“當初我酒後說的我喜歡你,你說你愛我,一到後面好像就全部被打亂,我清楚的明白“愛”一個人的本質是要愛他所有的小情緒和缺點,也要付出巨大的代價。我被生活抛棄,被父母抛棄所幸的是我認識了現在的朋友,包括你。”
沈恙的思緒如同亂麻。
“一開始的時候,我以為我們之間不過是一場各取所需的交易。但随着時間的推移,我逐漸察覺這份感情早就已經悄然變質。在你離開後的幾天裡我無時無刻都在想着你,連細胞都在叫嚣。沈恙!我所渴望的愛情并非是施予,而是真正地參加彼此的生活,共同經曆喜怒哀樂。施予式的愛,看似慷慨大方,實則混濁不堪。①”
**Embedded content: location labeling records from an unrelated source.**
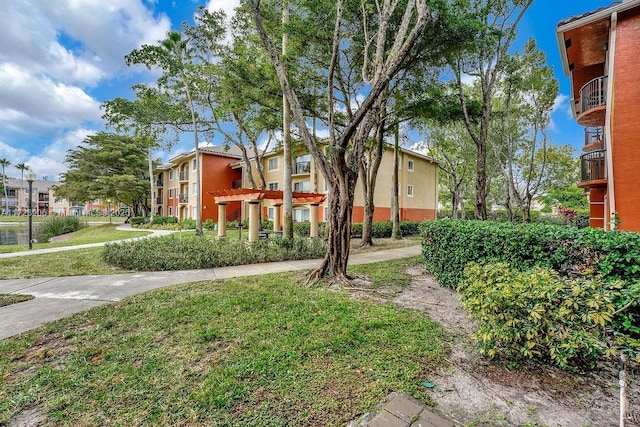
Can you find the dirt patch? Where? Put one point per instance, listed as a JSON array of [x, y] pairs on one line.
[[477, 392]]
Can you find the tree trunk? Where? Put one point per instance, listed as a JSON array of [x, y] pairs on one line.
[[369, 176]]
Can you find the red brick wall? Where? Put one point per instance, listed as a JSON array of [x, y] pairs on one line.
[[626, 120], [217, 175]]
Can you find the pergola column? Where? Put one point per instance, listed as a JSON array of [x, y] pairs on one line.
[[254, 215], [277, 222], [313, 220], [222, 219]]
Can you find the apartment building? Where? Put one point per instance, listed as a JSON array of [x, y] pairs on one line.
[[175, 183], [44, 202], [600, 52]]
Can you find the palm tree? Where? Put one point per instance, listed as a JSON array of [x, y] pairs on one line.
[[21, 167], [4, 163]]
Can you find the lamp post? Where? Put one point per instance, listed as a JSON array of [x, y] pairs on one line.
[[30, 176], [109, 209]]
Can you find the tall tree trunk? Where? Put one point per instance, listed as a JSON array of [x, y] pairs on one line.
[[369, 176], [287, 191], [395, 202]]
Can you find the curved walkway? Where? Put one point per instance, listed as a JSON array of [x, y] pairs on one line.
[[123, 227], [58, 297]]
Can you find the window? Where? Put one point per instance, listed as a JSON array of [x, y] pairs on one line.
[[302, 186], [301, 215], [302, 164]]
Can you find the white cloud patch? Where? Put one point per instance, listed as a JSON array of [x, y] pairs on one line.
[[50, 161]]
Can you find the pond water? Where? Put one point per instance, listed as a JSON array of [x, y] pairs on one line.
[[12, 235]]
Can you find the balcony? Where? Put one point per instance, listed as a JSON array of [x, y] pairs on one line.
[[302, 167], [593, 169], [593, 102]]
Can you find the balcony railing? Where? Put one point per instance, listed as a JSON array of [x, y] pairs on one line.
[[594, 137], [593, 94], [593, 166], [302, 167]]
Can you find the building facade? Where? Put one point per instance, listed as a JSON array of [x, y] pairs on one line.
[[417, 182], [44, 202], [600, 52], [175, 183]]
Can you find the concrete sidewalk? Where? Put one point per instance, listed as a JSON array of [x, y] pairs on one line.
[[59, 297]]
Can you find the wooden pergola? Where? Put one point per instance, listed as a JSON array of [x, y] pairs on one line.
[[254, 197]]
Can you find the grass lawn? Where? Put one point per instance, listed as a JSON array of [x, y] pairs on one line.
[[256, 351], [8, 299], [92, 234]]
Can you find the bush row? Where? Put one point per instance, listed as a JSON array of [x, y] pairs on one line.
[[176, 252], [538, 314], [593, 254]]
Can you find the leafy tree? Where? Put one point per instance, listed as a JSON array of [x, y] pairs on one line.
[[389, 46], [528, 91], [111, 166], [501, 18]]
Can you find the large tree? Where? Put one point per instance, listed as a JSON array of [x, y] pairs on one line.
[[108, 166], [4, 163], [388, 46], [501, 19]]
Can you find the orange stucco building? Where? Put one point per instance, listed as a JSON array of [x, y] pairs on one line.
[[600, 51]]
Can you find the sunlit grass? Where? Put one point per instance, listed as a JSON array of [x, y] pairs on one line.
[[257, 351], [93, 234]]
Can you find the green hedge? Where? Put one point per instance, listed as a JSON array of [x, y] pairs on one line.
[[175, 252], [538, 314], [449, 245]]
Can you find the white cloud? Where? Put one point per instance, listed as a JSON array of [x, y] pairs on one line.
[[49, 161], [35, 102]]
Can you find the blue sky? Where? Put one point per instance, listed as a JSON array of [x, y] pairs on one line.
[[59, 60]]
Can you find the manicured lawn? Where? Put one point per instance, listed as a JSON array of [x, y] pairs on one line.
[[93, 234], [8, 299], [68, 263], [257, 351]]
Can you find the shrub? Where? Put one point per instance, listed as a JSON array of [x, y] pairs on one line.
[[57, 225], [449, 245], [175, 252], [137, 220], [538, 315]]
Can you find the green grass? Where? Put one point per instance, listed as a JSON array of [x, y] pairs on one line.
[[257, 351], [8, 299], [68, 263], [93, 234]]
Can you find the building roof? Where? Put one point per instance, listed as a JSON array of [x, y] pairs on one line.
[[38, 183], [584, 15]]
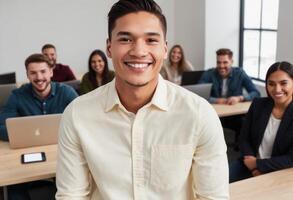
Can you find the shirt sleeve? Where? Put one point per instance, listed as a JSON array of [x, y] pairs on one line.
[[9, 110], [210, 166], [73, 178]]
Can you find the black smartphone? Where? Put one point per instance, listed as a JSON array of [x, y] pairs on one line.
[[33, 157]]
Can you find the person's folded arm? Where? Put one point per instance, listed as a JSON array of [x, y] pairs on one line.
[[73, 178], [275, 163], [210, 166]]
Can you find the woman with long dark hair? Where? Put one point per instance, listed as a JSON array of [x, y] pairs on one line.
[[98, 74], [175, 65], [266, 140]]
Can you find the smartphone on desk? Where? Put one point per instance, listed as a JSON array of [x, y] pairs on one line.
[[33, 157]]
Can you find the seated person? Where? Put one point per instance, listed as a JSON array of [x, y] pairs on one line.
[[175, 65], [266, 140], [61, 73], [228, 82], [98, 74], [39, 97]]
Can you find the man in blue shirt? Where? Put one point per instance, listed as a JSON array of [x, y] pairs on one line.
[[228, 82], [39, 97]]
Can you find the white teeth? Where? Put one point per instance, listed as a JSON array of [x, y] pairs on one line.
[[137, 65], [278, 95]]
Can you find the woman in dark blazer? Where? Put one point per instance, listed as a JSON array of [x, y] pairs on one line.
[[98, 72], [266, 140]]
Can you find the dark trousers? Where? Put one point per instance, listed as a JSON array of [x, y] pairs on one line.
[[234, 123], [238, 171]]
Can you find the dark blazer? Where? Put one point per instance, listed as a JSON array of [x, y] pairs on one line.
[[253, 130]]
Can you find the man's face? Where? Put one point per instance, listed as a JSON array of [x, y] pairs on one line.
[[224, 64], [51, 54], [137, 49], [39, 74]]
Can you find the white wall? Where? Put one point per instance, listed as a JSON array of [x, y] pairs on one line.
[[190, 30], [221, 29], [285, 31], [75, 27]]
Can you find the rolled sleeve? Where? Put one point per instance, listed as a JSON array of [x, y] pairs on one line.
[[210, 166], [73, 178]]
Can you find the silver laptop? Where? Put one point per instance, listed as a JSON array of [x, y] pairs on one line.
[[34, 130], [203, 90]]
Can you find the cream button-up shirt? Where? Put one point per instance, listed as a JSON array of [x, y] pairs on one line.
[[172, 148]]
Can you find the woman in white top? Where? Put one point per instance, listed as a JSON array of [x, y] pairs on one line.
[[266, 140], [175, 65]]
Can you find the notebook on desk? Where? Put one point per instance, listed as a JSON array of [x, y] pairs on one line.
[[203, 90], [34, 130]]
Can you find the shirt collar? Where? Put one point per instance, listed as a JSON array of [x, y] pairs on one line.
[[52, 92], [159, 99]]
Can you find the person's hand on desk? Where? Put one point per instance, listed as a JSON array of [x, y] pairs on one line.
[[250, 162], [256, 172], [234, 99], [221, 101]]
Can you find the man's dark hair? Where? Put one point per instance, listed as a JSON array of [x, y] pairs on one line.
[[224, 51], [124, 7], [48, 46], [37, 58]]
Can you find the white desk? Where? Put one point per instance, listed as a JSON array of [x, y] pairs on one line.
[[230, 110], [272, 186], [13, 172]]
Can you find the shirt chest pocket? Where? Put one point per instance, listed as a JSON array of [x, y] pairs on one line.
[[170, 165]]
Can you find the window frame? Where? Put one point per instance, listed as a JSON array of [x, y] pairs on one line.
[[241, 37]]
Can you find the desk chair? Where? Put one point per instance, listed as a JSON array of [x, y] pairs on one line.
[[5, 91], [8, 78]]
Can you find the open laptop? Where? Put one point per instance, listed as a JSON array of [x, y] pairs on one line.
[[191, 77], [203, 90], [36, 130]]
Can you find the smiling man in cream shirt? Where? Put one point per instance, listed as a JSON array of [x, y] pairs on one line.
[[140, 137]]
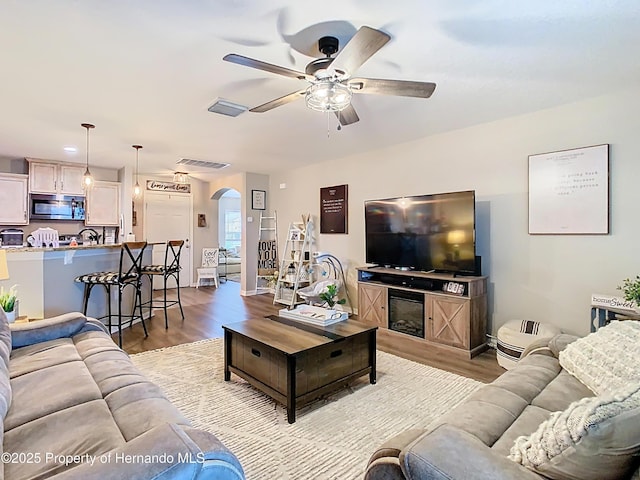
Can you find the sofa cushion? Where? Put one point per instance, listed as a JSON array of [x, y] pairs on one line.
[[49, 390], [594, 438], [606, 360], [86, 429]]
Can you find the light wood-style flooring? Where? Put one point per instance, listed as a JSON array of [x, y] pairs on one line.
[[206, 309]]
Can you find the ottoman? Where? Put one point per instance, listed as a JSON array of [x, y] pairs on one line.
[[516, 335]]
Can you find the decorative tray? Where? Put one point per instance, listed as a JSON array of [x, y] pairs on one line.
[[314, 315]]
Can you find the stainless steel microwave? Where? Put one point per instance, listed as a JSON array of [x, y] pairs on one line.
[[56, 207]]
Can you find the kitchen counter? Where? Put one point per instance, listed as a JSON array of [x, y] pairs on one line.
[[61, 248], [45, 278]]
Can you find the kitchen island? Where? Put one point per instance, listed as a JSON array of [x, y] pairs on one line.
[[45, 279]]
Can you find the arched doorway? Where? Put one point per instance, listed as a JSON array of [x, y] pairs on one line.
[[230, 232]]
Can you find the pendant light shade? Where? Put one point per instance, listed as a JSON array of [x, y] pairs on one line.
[[87, 179], [137, 191], [181, 178]]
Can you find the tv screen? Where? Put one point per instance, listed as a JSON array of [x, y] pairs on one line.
[[427, 232]]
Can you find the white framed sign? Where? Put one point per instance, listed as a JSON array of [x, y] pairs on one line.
[[157, 186], [258, 200], [569, 191]]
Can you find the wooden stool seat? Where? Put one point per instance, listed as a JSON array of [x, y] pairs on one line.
[[170, 269], [131, 253]]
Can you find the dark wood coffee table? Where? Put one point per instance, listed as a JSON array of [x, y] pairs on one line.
[[295, 363]]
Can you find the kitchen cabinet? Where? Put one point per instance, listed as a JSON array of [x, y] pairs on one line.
[[55, 178], [102, 206], [13, 199]]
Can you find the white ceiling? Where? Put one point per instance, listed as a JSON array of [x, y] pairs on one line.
[[145, 71]]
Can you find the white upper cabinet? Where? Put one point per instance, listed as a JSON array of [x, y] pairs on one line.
[[13, 199], [55, 178], [103, 204], [70, 179]]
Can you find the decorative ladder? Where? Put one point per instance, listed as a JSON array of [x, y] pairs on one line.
[[267, 253], [294, 264]]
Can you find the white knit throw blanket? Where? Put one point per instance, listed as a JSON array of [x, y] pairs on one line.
[[607, 360], [564, 429]]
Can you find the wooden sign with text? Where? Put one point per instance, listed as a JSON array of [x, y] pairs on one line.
[[267, 257], [168, 186], [333, 209]]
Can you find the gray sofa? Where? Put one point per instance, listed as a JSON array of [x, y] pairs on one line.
[[74, 407], [473, 440]]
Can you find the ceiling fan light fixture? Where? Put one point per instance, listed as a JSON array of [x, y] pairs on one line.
[[328, 96]]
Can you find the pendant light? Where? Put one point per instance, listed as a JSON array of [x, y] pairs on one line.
[[181, 178], [87, 179], [137, 191]]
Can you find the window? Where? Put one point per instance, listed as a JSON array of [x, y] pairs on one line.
[[232, 229]]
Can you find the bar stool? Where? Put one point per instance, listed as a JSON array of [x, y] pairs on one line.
[[170, 269], [130, 253]]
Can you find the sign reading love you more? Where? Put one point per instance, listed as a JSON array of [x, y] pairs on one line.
[[333, 209], [267, 257]]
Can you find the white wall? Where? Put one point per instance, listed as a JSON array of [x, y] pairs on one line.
[[548, 278]]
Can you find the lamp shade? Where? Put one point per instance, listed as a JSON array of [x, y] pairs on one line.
[[4, 268]]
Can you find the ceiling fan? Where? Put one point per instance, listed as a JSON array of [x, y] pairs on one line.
[[331, 81]]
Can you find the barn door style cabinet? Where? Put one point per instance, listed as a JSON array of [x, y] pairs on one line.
[[416, 310]]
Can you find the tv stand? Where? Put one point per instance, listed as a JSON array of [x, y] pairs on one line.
[[454, 309]]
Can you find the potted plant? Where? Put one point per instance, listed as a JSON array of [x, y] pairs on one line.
[[328, 296], [631, 290], [8, 302]]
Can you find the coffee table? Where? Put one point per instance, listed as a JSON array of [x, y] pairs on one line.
[[295, 363]]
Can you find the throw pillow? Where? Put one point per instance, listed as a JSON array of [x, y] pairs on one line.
[[606, 360], [596, 438]]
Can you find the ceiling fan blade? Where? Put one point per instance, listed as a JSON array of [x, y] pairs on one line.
[[402, 88], [348, 115], [268, 67], [360, 48], [278, 102]]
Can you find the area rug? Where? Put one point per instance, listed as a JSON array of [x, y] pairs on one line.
[[332, 438]]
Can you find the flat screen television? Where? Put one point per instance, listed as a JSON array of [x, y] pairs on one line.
[[426, 232]]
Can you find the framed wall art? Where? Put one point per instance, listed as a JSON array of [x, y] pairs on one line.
[[569, 192], [333, 209], [258, 200]]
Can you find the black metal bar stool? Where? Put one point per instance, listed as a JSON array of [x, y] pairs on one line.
[[128, 274], [170, 269]]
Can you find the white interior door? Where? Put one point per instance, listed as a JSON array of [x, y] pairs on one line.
[[168, 217]]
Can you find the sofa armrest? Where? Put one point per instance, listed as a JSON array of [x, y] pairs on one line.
[[62, 326], [94, 325], [550, 346], [162, 453], [449, 453]]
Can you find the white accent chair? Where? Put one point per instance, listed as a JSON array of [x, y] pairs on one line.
[[209, 269]]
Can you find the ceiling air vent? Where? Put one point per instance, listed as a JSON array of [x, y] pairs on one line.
[[202, 163], [225, 107]]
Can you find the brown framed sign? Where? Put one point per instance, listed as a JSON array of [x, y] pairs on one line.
[[334, 209]]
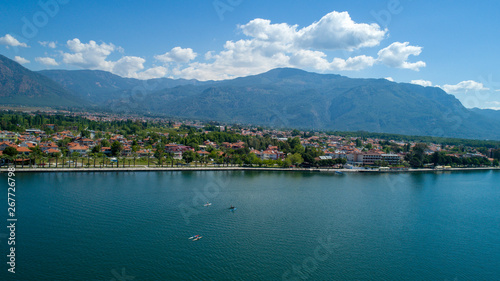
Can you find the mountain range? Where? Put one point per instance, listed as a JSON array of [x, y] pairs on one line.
[[284, 97]]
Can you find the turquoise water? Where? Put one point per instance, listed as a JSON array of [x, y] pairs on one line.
[[287, 226]]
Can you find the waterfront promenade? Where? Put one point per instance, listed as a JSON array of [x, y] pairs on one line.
[[232, 168]]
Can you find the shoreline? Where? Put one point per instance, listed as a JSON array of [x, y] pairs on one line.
[[176, 169]]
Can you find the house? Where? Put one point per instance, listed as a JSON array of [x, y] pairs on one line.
[[202, 153], [106, 150], [81, 149], [23, 150], [52, 150], [5, 144]]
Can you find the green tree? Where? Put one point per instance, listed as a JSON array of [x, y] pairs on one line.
[[105, 143], [10, 151], [116, 148], [189, 156]]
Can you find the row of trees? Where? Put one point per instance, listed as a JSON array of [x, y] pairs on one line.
[[417, 158]]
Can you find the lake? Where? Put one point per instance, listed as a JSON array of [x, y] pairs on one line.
[[286, 226]]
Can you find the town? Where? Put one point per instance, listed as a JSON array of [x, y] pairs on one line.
[[78, 140]]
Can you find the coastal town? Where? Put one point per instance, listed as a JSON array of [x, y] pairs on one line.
[[157, 142]]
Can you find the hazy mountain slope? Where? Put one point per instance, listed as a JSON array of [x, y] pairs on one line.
[[295, 98], [21, 86], [100, 86]]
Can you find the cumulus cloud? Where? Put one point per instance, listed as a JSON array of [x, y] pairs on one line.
[[128, 66], [9, 40], [396, 55], [47, 61], [338, 31], [49, 44], [464, 86], [89, 55], [420, 82], [154, 72], [266, 46], [21, 60], [93, 55], [178, 55], [334, 31], [272, 45]]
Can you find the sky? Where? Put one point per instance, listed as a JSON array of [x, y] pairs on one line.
[[448, 44]]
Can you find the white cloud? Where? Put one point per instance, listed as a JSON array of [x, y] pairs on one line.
[[282, 45], [334, 31], [93, 55], [338, 31], [21, 60], [178, 55], [396, 55], [420, 82], [128, 66], [9, 40], [465, 86], [154, 72], [353, 63], [89, 55], [49, 44], [46, 61]]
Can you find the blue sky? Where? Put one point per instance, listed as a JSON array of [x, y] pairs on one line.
[[449, 44]]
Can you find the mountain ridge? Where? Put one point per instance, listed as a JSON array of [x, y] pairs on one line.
[[282, 97], [21, 86]]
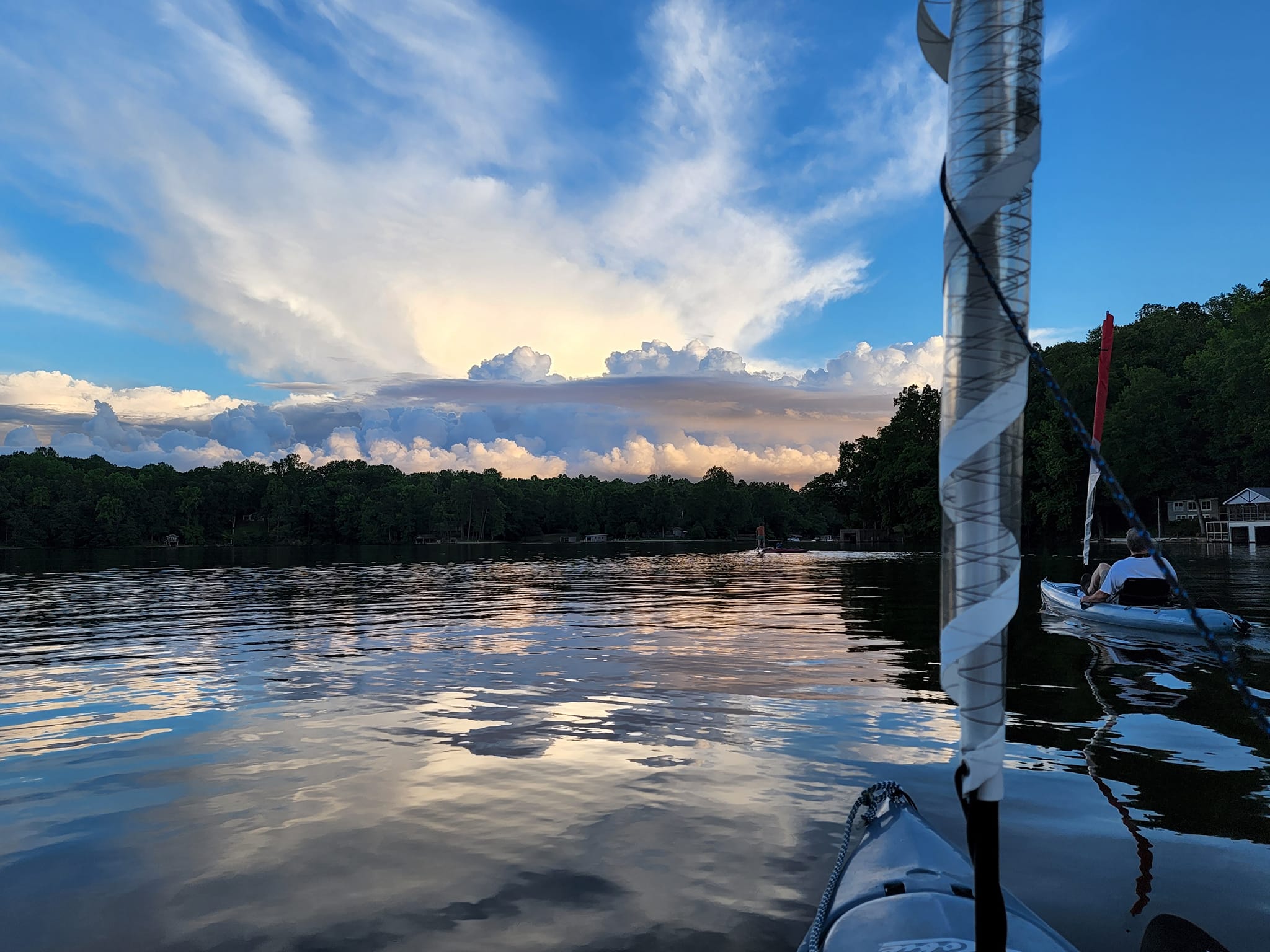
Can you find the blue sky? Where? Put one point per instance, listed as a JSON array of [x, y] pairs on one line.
[[213, 197]]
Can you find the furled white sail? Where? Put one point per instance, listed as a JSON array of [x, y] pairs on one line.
[[992, 63]]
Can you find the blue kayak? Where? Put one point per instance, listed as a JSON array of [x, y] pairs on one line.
[[906, 889], [1065, 598]]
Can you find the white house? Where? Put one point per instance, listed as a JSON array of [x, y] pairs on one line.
[[1248, 514], [1179, 509]]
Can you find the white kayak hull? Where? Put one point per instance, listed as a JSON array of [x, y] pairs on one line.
[[1065, 598], [906, 889]]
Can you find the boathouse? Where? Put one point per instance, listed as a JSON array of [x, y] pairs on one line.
[[1248, 516]]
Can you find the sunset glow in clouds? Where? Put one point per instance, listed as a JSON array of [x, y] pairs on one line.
[[639, 238]]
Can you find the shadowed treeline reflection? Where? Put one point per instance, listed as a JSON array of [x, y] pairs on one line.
[[628, 751]]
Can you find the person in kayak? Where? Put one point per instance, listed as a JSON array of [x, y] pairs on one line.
[[1106, 580]]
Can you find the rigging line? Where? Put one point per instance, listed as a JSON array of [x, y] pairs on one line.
[[1142, 885], [1118, 494]]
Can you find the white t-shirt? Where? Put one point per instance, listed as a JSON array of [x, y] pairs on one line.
[[1132, 568]]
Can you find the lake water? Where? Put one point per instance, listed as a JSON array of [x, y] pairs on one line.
[[592, 748]]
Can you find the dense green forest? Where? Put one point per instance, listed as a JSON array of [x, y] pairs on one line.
[[1189, 415]]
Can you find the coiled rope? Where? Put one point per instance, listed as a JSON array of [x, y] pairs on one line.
[[874, 798], [1118, 493]]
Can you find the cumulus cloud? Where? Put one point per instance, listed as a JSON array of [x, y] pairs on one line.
[[659, 409], [657, 357], [252, 430], [689, 456], [393, 205], [61, 394], [22, 437], [523, 363], [884, 367]]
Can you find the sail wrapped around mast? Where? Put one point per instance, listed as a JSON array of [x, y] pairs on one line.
[[1100, 407], [992, 64]]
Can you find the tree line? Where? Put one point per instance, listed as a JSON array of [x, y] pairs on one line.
[[1188, 416], [52, 500]]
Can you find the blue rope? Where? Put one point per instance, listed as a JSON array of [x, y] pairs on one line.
[[874, 796], [1118, 493]]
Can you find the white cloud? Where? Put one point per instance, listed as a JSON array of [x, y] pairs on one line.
[[866, 367], [522, 363], [23, 437], [1060, 35], [403, 206], [252, 430], [61, 394], [657, 357], [1046, 337], [659, 410], [890, 138], [689, 456]]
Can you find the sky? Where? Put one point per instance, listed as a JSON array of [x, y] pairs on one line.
[[571, 236]]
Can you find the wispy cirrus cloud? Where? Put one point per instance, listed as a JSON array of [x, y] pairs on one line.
[[660, 409], [365, 188]]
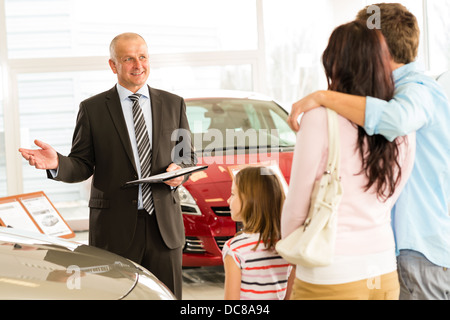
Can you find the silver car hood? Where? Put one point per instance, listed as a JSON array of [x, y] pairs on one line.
[[35, 266]]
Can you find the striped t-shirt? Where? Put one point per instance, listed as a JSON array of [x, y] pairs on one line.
[[264, 273]]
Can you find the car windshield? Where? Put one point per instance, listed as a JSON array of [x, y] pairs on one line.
[[221, 123]]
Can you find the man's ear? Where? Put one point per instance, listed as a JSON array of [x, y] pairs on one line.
[[112, 64]]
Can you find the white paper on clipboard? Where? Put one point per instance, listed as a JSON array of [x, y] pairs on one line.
[[166, 175]]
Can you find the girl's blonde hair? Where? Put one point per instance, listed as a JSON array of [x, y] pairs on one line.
[[262, 198]]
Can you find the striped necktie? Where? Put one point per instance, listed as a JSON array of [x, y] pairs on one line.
[[144, 151]]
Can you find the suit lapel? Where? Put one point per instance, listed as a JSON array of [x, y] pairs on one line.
[[115, 109], [156, 105]]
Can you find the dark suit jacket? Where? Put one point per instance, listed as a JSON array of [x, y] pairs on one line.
[[101, 147]]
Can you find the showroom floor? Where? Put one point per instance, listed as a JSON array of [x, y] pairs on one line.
[[205, 283]]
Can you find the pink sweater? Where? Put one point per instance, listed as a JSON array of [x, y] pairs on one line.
[[363, 220]]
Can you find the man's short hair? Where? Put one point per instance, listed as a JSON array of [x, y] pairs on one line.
[[400, 28]]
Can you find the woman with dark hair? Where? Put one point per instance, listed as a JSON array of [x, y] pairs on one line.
[[373, 172]]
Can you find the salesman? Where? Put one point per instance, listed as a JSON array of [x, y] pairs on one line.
[[144, 222]]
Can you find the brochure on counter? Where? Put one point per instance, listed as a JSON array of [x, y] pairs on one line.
[[33, 212], [167, 175]]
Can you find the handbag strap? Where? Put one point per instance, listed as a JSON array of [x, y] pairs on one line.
[[333, 143]]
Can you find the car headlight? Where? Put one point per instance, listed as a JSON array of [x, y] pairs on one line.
[[188, 204]]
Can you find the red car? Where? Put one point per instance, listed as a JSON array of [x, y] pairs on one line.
[[229, 129]]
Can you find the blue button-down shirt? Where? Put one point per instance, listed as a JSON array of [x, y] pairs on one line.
[[420, 217]]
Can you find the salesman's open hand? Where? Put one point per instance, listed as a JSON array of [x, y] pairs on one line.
[[43, 158], [175, 182]]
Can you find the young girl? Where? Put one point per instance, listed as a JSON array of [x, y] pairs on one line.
[[253, 269]]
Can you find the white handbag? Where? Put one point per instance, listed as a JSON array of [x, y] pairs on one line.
[[312, 244]]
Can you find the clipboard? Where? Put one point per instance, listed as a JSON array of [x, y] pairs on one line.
[[166, 176]]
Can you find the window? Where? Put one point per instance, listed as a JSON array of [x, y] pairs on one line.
[[438, 31], [218, 123], [56, 28], [2, 142]]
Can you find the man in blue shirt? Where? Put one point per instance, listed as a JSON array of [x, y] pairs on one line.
[[420, 217]]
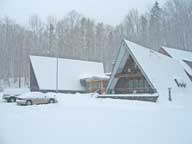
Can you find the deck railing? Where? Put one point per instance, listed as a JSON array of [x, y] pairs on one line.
[[131, 90]]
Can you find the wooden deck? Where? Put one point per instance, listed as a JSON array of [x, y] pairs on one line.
[[149, 97]]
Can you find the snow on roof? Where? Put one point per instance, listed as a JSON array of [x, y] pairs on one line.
[[98, 76], [161, 71], [180, 55], [69, 72]]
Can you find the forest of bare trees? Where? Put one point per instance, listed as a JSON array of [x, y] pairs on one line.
[[77, 37]]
就在他的淚水即将決堤而出的前一刹那。陳昭輕柔地捧起沈恙那張臉,肯定地道出:“所以我愛你。”話音未落,滾燙的淚水便如決堤之水一般順着臉頰滑落而下,與沈恙的淚水交織在了一起。
在他說出口的一瞬整個世界都停止了轉動。絢麗的煙花在夜空中盡情綻放,璀璨奪目,照亮了兩人緊緊相擁的身影。沈恙已經淚流滿面,陳昭輕聲問道:“你怎麼哭成這樣了。難道就......這麼開心嗎……”聽到這話,沈恙像是被點燃了内心深處最熾熱的火焰,拼命地點着頭,幾乎無法言語。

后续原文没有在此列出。